You’ve caught the bug, and you’ve decided to make a movie. But where do you start? The good news is today there are fewer barriers to overcome in order to produce a film. Thanks to digital filmmaking, the costs have dropped dramatically. In reality, practically anybody can become a filmmaker. There is no shortage of books, videos, and online resources to help get you started. No one article can answer all of your questions or take you through the entire process; however, I want to offer you 20 key steps that will at least steer you in the right direction. Think of these steps as the big picture or the 30,000 foot view.

20. Distribution

I’m sure you didn’t make your film for just you, your friends, and family to watch. You want an audience. The entire reason that you spent the time and money to enter your movie into film festivals was to find a distributor. Let’s face it. You don’t have the money or the ability to get your film into theaters. And do you think you could collect the money from the theater owners anyway? What a distributor does is to help you find an audience. They finance the P and A, which is an industry term for prints and advertising. You don’t have a movie until somebody is willing to pay $10 to see it in a theater. Distributors have the means to market and promote your film. In other works, they convince the public that your film is a “movie”.

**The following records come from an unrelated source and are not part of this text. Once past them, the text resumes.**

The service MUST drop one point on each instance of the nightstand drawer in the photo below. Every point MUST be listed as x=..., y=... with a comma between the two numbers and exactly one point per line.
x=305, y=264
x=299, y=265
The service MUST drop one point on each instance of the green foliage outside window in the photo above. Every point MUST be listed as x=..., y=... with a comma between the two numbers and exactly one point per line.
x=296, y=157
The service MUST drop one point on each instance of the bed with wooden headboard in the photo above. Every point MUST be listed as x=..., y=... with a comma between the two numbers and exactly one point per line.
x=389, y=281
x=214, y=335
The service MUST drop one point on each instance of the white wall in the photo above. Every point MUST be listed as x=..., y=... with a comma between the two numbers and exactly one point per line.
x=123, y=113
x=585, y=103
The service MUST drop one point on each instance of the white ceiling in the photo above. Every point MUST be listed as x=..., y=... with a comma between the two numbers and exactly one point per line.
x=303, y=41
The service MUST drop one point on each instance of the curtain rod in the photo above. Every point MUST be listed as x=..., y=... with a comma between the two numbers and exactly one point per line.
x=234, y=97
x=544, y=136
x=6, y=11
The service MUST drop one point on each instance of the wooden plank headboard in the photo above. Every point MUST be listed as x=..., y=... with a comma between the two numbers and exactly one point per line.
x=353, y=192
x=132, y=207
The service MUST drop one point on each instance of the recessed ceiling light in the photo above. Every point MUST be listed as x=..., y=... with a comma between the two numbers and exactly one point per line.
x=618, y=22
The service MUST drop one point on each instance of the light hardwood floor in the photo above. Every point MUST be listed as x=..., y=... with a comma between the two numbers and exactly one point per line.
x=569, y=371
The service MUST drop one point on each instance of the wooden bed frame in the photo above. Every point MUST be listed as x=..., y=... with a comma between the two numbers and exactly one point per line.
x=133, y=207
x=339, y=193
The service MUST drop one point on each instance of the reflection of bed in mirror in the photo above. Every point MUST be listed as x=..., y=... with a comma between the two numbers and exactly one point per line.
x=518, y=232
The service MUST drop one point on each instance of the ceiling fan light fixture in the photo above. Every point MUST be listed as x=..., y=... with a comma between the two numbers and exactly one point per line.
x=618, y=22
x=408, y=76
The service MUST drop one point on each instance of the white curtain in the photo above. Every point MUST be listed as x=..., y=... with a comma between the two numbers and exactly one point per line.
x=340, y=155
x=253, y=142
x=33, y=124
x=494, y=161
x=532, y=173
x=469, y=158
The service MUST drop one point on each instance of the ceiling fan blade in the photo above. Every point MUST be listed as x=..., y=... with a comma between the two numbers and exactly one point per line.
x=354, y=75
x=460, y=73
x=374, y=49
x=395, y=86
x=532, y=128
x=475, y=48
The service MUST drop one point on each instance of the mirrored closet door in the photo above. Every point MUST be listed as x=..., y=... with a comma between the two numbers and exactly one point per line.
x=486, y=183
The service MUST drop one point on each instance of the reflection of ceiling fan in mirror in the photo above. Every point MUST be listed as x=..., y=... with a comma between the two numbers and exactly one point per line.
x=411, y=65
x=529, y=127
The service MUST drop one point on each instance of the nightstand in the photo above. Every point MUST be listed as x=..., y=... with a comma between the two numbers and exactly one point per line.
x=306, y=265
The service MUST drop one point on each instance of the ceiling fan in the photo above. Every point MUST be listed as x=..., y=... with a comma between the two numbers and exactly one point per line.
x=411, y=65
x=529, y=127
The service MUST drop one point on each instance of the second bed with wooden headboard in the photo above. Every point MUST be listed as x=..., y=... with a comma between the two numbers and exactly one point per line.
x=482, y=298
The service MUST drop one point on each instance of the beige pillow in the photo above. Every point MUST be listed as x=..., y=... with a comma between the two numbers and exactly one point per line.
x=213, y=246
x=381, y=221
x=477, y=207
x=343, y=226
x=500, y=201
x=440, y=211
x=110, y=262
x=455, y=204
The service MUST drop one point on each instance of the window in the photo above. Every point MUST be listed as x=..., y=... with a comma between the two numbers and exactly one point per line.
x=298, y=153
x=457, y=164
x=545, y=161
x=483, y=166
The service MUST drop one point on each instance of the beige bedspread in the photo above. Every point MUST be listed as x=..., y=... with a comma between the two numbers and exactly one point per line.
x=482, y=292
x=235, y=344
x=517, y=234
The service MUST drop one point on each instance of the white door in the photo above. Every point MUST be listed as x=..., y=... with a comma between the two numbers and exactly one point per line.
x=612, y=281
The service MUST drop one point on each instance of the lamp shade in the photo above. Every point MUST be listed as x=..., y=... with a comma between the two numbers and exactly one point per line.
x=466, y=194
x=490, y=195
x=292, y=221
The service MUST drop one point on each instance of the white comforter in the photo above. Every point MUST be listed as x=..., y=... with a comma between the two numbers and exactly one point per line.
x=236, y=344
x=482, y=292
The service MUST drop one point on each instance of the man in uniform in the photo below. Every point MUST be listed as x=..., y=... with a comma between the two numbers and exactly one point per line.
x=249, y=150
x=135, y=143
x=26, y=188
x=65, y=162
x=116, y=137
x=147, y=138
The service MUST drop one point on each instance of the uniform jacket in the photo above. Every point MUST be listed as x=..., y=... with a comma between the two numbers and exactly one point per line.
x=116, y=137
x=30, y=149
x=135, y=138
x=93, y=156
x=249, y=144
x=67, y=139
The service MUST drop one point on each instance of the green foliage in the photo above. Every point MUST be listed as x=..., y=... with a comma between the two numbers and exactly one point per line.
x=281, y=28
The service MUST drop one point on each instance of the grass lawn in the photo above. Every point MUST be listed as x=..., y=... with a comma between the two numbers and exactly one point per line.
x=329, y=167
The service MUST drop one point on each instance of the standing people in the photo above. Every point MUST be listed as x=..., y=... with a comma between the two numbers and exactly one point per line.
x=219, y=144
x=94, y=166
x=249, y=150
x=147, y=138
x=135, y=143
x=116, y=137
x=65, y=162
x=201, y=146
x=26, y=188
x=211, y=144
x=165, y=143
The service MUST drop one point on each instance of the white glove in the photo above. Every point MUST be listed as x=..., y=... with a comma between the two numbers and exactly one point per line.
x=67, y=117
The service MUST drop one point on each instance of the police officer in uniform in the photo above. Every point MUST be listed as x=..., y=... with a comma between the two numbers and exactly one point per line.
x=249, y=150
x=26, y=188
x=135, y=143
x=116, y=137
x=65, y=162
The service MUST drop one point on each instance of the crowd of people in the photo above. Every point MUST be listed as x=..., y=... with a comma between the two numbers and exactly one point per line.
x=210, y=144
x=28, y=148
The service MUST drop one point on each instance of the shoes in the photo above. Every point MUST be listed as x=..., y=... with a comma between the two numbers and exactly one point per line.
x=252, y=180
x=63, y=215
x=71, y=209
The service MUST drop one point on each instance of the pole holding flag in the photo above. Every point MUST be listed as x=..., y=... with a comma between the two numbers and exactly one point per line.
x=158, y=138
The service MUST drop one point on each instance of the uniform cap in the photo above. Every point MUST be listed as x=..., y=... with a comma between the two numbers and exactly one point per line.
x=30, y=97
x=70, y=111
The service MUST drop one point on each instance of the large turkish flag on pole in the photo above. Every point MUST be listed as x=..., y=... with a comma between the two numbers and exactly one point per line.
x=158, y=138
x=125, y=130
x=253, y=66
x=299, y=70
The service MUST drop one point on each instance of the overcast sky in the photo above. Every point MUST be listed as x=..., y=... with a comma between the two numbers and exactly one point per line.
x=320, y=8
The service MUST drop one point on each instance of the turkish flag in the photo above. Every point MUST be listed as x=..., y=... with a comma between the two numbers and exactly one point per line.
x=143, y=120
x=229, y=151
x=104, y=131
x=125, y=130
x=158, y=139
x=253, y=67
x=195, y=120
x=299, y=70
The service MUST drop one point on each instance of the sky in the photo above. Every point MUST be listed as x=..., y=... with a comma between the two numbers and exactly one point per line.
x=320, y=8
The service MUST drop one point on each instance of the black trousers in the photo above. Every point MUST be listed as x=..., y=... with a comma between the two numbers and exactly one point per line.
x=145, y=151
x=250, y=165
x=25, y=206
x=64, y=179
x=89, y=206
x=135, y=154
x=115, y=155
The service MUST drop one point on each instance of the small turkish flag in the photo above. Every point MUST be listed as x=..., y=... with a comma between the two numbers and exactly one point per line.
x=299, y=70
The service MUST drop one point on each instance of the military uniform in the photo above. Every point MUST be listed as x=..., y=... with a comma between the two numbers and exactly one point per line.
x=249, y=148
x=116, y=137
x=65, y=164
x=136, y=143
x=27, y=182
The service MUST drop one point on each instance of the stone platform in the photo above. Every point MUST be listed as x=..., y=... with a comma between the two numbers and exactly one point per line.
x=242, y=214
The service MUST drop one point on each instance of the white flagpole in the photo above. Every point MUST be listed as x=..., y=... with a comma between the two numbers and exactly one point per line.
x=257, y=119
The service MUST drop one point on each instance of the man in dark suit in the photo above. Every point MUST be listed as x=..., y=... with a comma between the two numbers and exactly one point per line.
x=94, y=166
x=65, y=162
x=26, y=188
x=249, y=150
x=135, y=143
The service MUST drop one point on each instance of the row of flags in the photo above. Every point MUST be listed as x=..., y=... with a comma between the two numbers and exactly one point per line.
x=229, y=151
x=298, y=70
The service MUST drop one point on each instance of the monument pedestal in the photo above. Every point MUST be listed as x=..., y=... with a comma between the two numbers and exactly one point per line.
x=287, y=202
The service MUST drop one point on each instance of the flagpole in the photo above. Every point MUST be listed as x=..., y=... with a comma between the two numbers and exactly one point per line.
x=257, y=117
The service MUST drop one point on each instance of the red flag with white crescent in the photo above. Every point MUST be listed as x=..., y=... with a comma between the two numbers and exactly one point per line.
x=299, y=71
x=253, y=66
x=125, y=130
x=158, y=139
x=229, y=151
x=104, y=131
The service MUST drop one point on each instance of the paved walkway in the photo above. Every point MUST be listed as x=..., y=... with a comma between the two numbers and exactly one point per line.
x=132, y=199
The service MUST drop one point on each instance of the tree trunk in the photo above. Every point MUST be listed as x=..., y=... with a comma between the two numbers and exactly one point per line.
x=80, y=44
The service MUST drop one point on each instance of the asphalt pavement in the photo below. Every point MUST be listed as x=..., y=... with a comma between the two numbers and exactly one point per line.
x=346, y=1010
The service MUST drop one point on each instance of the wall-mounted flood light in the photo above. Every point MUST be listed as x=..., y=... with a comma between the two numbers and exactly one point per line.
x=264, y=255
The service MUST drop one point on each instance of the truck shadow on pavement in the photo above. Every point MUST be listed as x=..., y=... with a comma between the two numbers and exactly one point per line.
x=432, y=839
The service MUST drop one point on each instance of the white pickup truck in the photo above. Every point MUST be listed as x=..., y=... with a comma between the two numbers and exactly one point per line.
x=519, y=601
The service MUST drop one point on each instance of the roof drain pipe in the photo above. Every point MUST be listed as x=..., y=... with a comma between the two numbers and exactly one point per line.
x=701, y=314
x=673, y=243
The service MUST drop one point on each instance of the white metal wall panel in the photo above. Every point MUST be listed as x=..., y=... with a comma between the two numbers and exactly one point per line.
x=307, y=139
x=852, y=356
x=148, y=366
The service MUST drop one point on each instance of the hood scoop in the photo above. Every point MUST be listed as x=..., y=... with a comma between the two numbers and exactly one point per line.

For every dollar Hollywood spends to produce a movie, they spend an additional 51 to 57 cents to promote and market the film. And you thought making the movie was hard. The truth is the real battle is finding a distributor and, hopefully, an audience. In some cases, the process could take up to five years. You really have to be committed and believe in your movie if you have any chance of finding a distributor.

You’d be surprised how many movies, and I mean good movies, NEVER get a distribution deal. There’s no logic, rhyme or reason for why certain films get or don’t get distribution. It’s going to come down to a lot of hard work and determination on your part. And sometimes it’s just dumb luck.

So what happens if you don’t get a distribution deal at the film festivals? What do you do next? The first thing you must absolutely do before talking to any distributor is get expert advice from an entertainment lawyer. If somebody offered you a deal, how would you know if it was a good deal for you? The entertainment industry is notorious for distributors who have taken advantage of filmmakers, promised them the moon and delivered absolutely nothing. In some cases, they stole their film and left them at the altar, never seeing one red cent.

You don’t want that to happen to you. That’s why you need someone on your side. Don’t rely on what I’m writing or on any other book when negotiating a deal. This topic is too complex without expert opinion. For example, there is a multitude of different types of distribution deals such as the 50/50 net deal, the flat fee deal, the net deal, the gross deal, the first dollar gross deal, the first dollar split deal, the adjusted gross deal, the sliding scale deal, and the 70/30 major deal. The question is which one is the real deal. Here’s the thing you need to know. Most of them are designed for you to never see any profits.

I’m not going to go into detail for each of these deals; however, I do want to highlight the 50/50 net deal which is basically a standard distribution deal within the industry. It pretty much goes like this. You and the distributor form a partnership. They agree to distribute your movie for a standard distribution fee plus all expenses. Then they will split the profits 50/50 with you. The problem is nobody can define what the standard distribution fee is because it’s always a moving target. And the funny thing is the expenses always seem to eat up the profits. So when they get to the 50/50 split, there’s nothing to split. The expenses magically go up.

Here’s the deal you should take. If the distributor is willing to write you a check to buy the film straight out, take it. You walk away and you’re done. Let’s say you made your movie for $200,000, and they offer you a $350,000 to $400,000 check. Why in the world wouldn’t you take it? You now have the money to pay off your expenses, repay your investors with interest and profits, take care of everybody who helped you get the movie made, plus put a little money in your pocket. And the icing on the cake is your movie now has a chance to find an audience.

The only problem is this deal is rare. A few years ago, distributors were willing to take more risks. Now they want you to take all the risks. They expect you to do the work that they used to do. Distributors want you to find your audience, and market and promote your film. And, if you are successful, they collect all of the rewards. Doesn’t sound fair, does it?